SCRaMbLE: A study of its robustness and challenges through enhancement of hygromycin B resistance in a semi-synthetic yeast.

Recent advances in synthetic genomics launched an ambitious project of generating the first synthetic designer eukaryote, based on the model organism Saccharomyces cerevisiae (Sc2.0). Excitingly, the Sc2.0 project is now nearing its completion and SCRaMbLE, an accelerated evolution tool implemented by the integration of symmetrical loxP sites (loxPSym) downstream of almost every non-essential gene, arguably is the most functional synthetic genome-wide alteration to date. The SCRaMbLE system has the capability of performing rapid genome diversification, providing huge potential for targeted strain improvement. Here we describe how SCRaMbLE can evolve a semi-synthetic yeast strain housing the synthetic chromosome II (synII) to generate hygromycin B resistant genotypes. Exploiting the long read nanopore sequencing, we demonstrate that all structural variations are due to the recombination between loxP sites thus no off-target effects. During the study, we highlighted a phenomenon imposed on SCRaMbLE termed "essential raft", where a fragment flanked by a pair of loxPSym sites can move within the genome but cannot be removed due to its essentiality.
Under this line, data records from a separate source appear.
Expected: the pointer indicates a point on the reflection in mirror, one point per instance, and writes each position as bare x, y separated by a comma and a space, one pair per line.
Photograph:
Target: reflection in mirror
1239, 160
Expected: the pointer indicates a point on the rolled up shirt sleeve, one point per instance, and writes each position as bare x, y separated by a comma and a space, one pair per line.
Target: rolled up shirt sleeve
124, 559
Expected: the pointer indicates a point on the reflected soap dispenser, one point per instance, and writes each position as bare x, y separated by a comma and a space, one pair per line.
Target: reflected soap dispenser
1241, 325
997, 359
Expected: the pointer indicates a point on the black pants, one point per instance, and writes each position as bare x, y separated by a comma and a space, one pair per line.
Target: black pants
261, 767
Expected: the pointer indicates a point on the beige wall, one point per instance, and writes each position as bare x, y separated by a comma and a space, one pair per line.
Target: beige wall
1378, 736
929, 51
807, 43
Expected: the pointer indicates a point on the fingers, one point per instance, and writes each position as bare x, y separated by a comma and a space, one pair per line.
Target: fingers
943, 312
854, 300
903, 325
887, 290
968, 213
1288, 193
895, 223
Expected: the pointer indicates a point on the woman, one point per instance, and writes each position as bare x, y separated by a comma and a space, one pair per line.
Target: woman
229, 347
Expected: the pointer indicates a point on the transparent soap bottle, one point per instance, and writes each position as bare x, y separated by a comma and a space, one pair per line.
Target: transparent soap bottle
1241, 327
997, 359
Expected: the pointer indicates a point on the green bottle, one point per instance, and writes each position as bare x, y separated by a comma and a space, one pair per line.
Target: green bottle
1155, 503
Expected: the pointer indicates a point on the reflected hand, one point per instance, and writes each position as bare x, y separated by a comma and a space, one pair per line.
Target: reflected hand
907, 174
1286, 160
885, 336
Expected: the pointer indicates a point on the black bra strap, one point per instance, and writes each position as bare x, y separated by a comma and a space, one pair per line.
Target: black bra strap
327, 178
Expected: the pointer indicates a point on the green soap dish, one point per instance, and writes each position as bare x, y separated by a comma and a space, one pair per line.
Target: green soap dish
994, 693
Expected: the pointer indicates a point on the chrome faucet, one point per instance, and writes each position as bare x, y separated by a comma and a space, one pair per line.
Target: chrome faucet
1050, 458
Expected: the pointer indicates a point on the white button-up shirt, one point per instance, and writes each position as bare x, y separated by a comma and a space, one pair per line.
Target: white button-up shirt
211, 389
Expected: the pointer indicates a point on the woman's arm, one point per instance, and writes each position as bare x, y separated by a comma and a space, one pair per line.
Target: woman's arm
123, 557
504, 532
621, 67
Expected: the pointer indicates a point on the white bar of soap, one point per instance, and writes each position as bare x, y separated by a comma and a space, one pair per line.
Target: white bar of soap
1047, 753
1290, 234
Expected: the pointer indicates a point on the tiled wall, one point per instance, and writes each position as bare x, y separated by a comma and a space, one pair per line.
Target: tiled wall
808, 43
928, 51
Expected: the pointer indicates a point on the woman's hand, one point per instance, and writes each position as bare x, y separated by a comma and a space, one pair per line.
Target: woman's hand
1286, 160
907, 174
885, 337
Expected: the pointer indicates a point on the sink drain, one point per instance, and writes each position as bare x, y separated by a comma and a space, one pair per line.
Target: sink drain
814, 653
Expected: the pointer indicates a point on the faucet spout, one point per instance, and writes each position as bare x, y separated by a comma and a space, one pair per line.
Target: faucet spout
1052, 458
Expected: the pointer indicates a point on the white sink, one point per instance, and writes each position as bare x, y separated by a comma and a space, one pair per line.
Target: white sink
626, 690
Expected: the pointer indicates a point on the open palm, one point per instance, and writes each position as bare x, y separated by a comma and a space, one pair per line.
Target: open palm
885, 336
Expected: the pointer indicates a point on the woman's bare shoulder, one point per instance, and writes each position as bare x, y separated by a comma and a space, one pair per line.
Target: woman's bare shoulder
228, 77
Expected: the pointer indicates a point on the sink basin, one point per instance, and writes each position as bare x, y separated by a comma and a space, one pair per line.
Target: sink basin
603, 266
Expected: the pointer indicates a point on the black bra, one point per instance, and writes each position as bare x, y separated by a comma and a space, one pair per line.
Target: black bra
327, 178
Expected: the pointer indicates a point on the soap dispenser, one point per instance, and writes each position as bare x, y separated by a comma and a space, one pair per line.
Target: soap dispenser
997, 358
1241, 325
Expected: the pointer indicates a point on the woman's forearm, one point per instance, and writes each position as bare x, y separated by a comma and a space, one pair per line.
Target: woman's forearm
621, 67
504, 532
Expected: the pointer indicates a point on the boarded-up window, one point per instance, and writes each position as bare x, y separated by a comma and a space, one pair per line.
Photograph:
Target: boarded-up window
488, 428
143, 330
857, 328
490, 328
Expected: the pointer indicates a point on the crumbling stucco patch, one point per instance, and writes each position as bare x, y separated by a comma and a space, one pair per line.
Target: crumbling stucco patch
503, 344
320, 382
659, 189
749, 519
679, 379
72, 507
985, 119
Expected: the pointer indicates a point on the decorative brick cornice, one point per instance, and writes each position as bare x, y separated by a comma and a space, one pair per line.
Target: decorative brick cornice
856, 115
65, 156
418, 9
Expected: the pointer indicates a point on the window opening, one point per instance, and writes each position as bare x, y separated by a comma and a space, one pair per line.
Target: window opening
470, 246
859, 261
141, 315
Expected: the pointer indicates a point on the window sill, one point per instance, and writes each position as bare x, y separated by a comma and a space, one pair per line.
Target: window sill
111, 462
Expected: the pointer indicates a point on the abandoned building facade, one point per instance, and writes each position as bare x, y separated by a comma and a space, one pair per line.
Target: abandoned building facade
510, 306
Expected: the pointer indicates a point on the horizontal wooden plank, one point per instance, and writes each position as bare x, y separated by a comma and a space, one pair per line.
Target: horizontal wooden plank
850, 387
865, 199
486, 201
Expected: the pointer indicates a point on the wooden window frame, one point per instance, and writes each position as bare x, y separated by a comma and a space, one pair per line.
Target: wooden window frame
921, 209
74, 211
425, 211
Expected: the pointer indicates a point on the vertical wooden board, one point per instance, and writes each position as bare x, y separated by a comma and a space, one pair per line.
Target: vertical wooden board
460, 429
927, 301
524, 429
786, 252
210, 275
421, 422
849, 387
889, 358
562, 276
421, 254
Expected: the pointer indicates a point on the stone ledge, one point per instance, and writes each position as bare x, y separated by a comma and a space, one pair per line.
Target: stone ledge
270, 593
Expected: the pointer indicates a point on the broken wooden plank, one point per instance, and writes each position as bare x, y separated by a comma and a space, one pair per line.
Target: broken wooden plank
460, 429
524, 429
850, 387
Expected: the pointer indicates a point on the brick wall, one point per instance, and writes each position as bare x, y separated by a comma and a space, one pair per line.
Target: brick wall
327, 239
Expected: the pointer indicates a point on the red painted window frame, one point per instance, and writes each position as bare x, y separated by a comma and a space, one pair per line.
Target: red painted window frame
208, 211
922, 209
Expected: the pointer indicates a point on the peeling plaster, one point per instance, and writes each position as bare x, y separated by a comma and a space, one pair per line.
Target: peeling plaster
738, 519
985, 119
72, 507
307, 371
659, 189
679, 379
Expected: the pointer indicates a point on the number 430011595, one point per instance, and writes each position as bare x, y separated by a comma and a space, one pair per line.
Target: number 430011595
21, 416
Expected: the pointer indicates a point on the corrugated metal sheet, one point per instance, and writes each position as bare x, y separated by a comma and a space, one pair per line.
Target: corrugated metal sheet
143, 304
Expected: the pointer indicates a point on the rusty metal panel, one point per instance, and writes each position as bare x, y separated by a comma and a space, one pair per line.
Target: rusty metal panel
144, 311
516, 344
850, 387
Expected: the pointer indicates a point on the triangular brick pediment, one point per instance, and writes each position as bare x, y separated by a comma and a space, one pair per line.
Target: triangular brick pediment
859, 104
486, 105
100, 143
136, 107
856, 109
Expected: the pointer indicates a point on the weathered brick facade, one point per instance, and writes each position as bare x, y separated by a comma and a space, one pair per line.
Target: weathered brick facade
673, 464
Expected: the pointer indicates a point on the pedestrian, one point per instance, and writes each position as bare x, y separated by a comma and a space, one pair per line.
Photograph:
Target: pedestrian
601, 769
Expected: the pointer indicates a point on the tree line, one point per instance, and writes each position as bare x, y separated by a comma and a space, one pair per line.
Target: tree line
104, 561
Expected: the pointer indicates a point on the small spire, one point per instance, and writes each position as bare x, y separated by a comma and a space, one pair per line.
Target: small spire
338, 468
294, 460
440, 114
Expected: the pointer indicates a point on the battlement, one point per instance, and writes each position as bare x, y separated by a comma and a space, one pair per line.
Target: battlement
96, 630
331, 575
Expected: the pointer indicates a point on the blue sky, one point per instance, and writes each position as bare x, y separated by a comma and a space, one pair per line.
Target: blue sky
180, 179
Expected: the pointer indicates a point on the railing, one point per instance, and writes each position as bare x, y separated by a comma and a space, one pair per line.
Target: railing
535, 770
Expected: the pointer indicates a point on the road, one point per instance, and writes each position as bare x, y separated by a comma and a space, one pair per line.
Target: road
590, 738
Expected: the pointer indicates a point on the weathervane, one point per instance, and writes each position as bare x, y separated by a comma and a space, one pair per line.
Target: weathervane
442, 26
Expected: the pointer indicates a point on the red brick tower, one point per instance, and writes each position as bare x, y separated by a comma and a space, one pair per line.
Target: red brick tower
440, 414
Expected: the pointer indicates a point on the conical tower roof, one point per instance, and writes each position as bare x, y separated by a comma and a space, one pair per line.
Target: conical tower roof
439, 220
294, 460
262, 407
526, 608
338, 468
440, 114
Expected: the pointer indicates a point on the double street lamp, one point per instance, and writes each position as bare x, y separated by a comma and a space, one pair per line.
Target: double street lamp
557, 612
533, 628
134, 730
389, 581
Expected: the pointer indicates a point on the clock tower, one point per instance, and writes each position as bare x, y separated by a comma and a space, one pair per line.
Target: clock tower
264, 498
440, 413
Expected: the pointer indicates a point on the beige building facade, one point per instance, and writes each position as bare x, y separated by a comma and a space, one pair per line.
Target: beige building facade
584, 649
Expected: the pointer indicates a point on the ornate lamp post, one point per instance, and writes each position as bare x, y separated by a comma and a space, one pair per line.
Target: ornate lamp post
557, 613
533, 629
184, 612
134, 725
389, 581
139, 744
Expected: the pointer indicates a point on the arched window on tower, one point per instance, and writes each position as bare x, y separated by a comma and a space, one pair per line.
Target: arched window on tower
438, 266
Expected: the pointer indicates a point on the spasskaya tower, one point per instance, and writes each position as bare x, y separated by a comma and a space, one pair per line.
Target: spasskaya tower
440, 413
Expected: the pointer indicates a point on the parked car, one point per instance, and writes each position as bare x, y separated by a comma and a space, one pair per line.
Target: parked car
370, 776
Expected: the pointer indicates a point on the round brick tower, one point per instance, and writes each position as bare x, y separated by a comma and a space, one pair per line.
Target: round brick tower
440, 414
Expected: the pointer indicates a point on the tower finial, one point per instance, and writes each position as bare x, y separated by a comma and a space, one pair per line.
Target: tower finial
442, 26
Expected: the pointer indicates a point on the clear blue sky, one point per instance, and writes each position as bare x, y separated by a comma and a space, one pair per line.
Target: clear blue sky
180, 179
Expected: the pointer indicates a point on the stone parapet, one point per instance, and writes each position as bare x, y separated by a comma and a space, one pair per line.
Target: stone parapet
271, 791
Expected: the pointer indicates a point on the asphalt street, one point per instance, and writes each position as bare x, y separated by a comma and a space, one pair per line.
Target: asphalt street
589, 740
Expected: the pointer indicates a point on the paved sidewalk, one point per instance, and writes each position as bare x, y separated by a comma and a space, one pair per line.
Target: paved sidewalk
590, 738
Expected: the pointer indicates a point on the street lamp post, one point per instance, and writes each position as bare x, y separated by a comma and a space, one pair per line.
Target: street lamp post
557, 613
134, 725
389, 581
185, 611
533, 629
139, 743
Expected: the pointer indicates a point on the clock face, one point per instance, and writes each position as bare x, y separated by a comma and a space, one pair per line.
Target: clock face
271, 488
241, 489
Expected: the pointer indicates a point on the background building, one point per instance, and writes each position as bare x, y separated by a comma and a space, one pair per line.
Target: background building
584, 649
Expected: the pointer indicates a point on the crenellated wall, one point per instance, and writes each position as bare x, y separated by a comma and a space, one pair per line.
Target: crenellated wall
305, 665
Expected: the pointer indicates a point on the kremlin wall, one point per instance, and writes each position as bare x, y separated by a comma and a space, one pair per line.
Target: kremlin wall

Despite that, SCRaMbLE was able to explore the genome space and produce alternative structural variations that resulted in an increased hygromycin B resistance in the synII strain. In this study, we showed among the rearrangements generated via SCRaMbLE, deleting YBR219C and YBR220C contribute to hygromycin B resistance phenotype. However, the hygromycin B resistance in SCRaMbLEd were significantly higher compared to the individual single deletions, thus demonstrating the role and the necessity of complex structural variations generated by SCRaMbLE to improve hygromycin B resistance. We anticipate that SCRaMbLE and its further improvements would be an invaluable tool to evaluate the emergence of antibiotic resistance in yeast.